Many of my Meetup members, friends and family have been talking to me about contributing to my site again. It looks like they have won. I can’t think of a better day to start than on Mother’s Day.
My mother turned 95 yesterday (May 10th, 1924).
Notice that I did not mention that she “celebrated” her birthday. I have my reasons, my mother’s (reason) is that she HATES any mention of her birthday. In fact, if you want to see the ire of a 95 year-old, 4’9″ Japanese mother, go ahead…mention her birthday.
Born Yukiko Matsushita, she grew up in a wealthy family. Yet, 75% of her family were decimated by post-World War II diseases in Japan that are no longer spoken of. Diseases such as polio, smallpox and diphtheria claimed the lives of her mother, brothers and sisters.
My mother is the first child on the left, held by her mother. Her mother would die of disease, a few years after this photograph was taken. Her father would remarry a younger woman with her own children, siring three more. Her father (my grandfather) owned a textile factory in Tokyo. He attended the oldest and what was at that time, the most prestigious university in Japan Keio University. He graduated in the top 1% of his class. Because of his standing, my grandfather could have become a politician, lawyer, doctor or scientist. He chose to become a businessman and enter the world market as a textile manufacturer. My grandfather specialized in manufacturing silks for the seats in the finest Pullman cars in the world. His company prospered from the manufacture of silks until World War II, because of the war. The advent of World War II devastated his business, the Japanese government told my grandfather that he would retool his factories to manufacture uniforms for the Japanese army and navy, or they would take over his business.
My mother used to tell me stories about her siblings calling her “mouse”, because of her height. My mother also told me stories about dodging bullets as a girl in Tokyo. She mentioned once that one of our planes was strafing ground targets, of which she was one (I guess mom was pretty tough).
My mother lived through post-war Japan by attending school to be a kindergarten teacher. She talked more to my sister about those years, the devastation of her father’s business, the war eventually leading him to move onto other business ventures, only to die of stomach problems at an early age. One thing my mother did was to work at the USO, where she met my father in the early 50’s. No doubt, she was shunned by her family because of her association with a gaijin (especially a non-commissioned officer in the Air Force). A two-year courtship via mail ensued, eventually landing my father in trouble for failing to get permission to marry my mother from his commanding officer (an error that would cost him his ability to rise up in rank, quickly).
With my birth, and my sister’s birth two years later, we became a family that traveled from one base to another every 4 years or so. My father loved art and music as a pastime, as did my mother. From my perspective, Dad often did his thing and Mom did hers.
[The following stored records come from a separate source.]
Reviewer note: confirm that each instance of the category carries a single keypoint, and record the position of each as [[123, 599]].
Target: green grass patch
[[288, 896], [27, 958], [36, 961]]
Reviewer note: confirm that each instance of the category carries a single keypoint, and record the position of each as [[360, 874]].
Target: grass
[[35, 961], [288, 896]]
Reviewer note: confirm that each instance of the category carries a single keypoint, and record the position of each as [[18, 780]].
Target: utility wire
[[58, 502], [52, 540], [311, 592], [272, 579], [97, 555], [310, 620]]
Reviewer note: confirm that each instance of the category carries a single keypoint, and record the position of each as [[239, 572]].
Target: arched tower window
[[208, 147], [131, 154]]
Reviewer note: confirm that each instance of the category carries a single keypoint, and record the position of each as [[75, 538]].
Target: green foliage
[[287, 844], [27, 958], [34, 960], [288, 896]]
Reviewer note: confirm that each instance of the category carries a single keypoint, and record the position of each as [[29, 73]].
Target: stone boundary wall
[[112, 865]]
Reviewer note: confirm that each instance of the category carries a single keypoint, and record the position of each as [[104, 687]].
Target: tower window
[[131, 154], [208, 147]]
I remember our times in (what was then) Misawa Air Force Base in Northern Japan. My mother loved “punch pictures”, often working with my sister, while Dad would take me to the base library. It was in that library, where I was permitted to divulge myself of whatever books were in the library. Yes folks, I was an 8 year-old with a passion for mischief, reading books about the Vietnam Conflict and adult science fiction short stories by Frank Herbert, Robert A. Heinlein, Robert Silverberg, Philip K. Dick, Larry Niven, Isaac Asimov, Ray Bradbury, Arthur C. Clarke and Kurt Vonnegut, shaped my life and future, while Dad sat in a recording booth, creating reel-to-reel tapes of his favorite music.
Mom was our influence in art and would continue to be until only a few years ago. All of the following images were either painted or created by my mother.
What were also fascinating, were Mom’s dolls. She took up a hobby of “doll-making”. Mom added her own flair to her dolls, many of them relegated to a lifetime in her basement, hidden from public eyes.
Some of her dolls won awards. Again, what you are seeing were kept locked away in her basement.
Mom did have a more prized collection of dolls in her living room. Not all of them were made by my mother, but prized (just the same).
It was my mother’s love of art that influenced me to create a more “visual” form of writing.
Thus ends my tribute to my mother on this Mother’s Day. I hope that you have enjoyed her work as much as I have and that you enjoy your own Mother’s Day celebration in honor of the mothers of our world.